Eric P. Kelly published The Trumpeter of Krakow in 1928, a YA novel set in 15th-century Poland that follows the Charnetski family fleeing Tartar destruction with nothing but a pumpkin containing the legendary Great Tarnov Crystal—aka the philosopher's stone. Nearly a century later, blogger Angry Staff Officer found something unsettling nestled between those pages: an accidental roadmap to understanding why generative AI is fundamentally broken by design.

The Alchemist Problem

The book's alchemist becomes obsessed with using the crystal to unlock universal wisdom. Instead of receiving ancient secrets, he stares into the polished stone and sees only his own biases, memories, and half-baked theories reflected back at him. The result? A catastrophic fire that burns half of Krakow to ash. Kelly wrote the alchemist's confession: 'What did I find there?...Only the reflections of my own crazed brain.' Replace 'crystal' with 'large language model' and you've got a disturbingly accurate description of how modern AI actually operates.
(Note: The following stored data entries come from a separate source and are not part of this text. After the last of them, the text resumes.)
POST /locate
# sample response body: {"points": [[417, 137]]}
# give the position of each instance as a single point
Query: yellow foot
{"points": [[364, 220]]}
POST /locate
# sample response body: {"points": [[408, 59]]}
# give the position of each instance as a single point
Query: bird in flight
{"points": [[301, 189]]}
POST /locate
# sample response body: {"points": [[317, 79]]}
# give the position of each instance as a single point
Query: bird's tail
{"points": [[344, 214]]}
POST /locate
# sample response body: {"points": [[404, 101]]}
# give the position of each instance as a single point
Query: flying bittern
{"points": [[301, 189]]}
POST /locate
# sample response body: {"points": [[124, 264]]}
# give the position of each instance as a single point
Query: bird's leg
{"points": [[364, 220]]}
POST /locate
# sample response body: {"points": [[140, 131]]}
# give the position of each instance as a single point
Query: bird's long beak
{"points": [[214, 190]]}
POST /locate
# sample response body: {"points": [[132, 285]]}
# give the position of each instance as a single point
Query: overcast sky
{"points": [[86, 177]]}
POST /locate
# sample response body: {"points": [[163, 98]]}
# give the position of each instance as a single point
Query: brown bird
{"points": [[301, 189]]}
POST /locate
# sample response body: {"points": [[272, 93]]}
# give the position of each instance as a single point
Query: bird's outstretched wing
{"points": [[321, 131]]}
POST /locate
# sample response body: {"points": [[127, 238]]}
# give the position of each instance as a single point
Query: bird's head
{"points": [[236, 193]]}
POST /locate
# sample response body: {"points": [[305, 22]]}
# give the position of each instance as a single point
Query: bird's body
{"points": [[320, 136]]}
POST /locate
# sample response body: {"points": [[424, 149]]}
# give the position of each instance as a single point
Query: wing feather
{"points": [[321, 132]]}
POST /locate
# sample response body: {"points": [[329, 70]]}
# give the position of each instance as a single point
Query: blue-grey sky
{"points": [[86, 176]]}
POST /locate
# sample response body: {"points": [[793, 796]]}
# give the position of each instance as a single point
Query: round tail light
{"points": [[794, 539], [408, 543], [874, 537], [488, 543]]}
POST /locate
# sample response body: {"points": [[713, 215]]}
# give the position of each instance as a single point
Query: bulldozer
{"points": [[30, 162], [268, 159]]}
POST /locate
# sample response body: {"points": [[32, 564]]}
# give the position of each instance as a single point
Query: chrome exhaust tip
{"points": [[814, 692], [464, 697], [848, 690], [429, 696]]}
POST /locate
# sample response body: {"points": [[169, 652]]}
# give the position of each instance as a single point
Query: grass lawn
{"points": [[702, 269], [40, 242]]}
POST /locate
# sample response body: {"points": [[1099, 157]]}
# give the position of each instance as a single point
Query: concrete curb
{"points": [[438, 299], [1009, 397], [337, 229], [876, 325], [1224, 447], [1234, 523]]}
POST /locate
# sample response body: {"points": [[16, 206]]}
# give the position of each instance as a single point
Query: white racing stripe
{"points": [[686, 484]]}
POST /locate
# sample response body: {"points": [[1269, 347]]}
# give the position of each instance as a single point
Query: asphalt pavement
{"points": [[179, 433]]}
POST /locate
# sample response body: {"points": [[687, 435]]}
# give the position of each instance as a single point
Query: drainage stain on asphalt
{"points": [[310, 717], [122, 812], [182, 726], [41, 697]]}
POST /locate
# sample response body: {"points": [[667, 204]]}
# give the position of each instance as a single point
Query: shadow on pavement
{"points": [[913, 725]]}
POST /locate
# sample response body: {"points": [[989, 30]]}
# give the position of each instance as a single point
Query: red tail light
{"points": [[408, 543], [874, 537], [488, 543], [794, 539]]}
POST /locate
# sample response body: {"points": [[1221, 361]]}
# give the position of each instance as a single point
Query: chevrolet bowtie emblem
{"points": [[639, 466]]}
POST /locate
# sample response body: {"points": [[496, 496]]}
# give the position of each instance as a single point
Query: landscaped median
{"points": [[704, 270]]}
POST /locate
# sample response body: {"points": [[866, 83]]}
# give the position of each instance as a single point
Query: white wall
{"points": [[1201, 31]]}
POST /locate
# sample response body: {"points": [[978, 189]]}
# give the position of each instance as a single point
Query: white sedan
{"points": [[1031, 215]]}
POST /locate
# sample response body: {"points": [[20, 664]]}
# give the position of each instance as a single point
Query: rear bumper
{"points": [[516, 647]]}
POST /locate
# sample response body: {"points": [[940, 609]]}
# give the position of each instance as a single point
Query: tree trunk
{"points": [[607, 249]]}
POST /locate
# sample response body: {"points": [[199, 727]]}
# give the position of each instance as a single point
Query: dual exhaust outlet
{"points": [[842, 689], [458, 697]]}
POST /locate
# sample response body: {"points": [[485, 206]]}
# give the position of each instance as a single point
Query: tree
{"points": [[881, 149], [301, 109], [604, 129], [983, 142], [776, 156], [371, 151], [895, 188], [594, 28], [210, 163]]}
Training Data Is Just Digital Narcissism

The analogy cuts deep. When users prompt ChatGPT or its competitors, they're not tapping into wisdom of the ages—they're getting back an algorithmic echo chamber of everything humanity has ever posted online. Conspiracy theories, corporate propaganda, academic gatekeeping, 4chan screeds, and carefully curated marketing copy all get weighted equally in the training soup. The model has no ground truth to distinguish signal from noise because, as Kelly intuited, there is no philosopher's stone—just an incredibly sophisticated mirror reflecting our collective worst impulses back at us dressed up in confident prose.

The Real-World Fire

The article doesn't just lean on metaphor. It connects AI's environmental footprint directly to the novel's inferno: data centers now consume water equivalent to small towns daily, and their carbon emissions rival aviation. Beyond infrastructure, the author argues AI erodes human critical thinking, creativity, and genuine curiosity—the exact cognitive tools needed to catch hallucinations before they spread. 'Rather than saving us time by removing arduous tasks, it removes the things that make us human,' writes Angry Staff Officer. Smart people get stupid; dialogue becomes self-affirming feedback loops; relationships become parasocial illusions.

The Vistula Solution

In Kelly's ending, the alchemist seizes the crystal and hurls it into Poland's Vistula River—'with such jewels as this that cause strife between man and man...here—now—I make an end!' It's a satisfying moment of accountability. Whether we have the collective will to follow fiction's prescription remains unclear, but Angry Staff Officer's piece makes one thing certain: we've known the dangers of uncritical wisdom-seeking for nearly a hundred years. We just didn't think the cautionary tale was literally about us.

Key Takeaways

  • LLMs don't generate truth—they aggregate and reflect training data biases at scale
  • The philosopher's stone allegory predicts AI hallucination with eerie precision
  • Environmental costs (water, power) parallel the novel's literal destruction via fire
  • Critical thinking erosion is the human cost Kelly warned about decades ago

The Bottom Line

The Trumpeter of Krakow isn't just a good children's book—it's a document predicting how humanity would inevitably choose spectacle over substance when offered a shortcut to knowledge. Read it, then ask yourself why we're building more mirrors when we already know what happens when someone stares too long.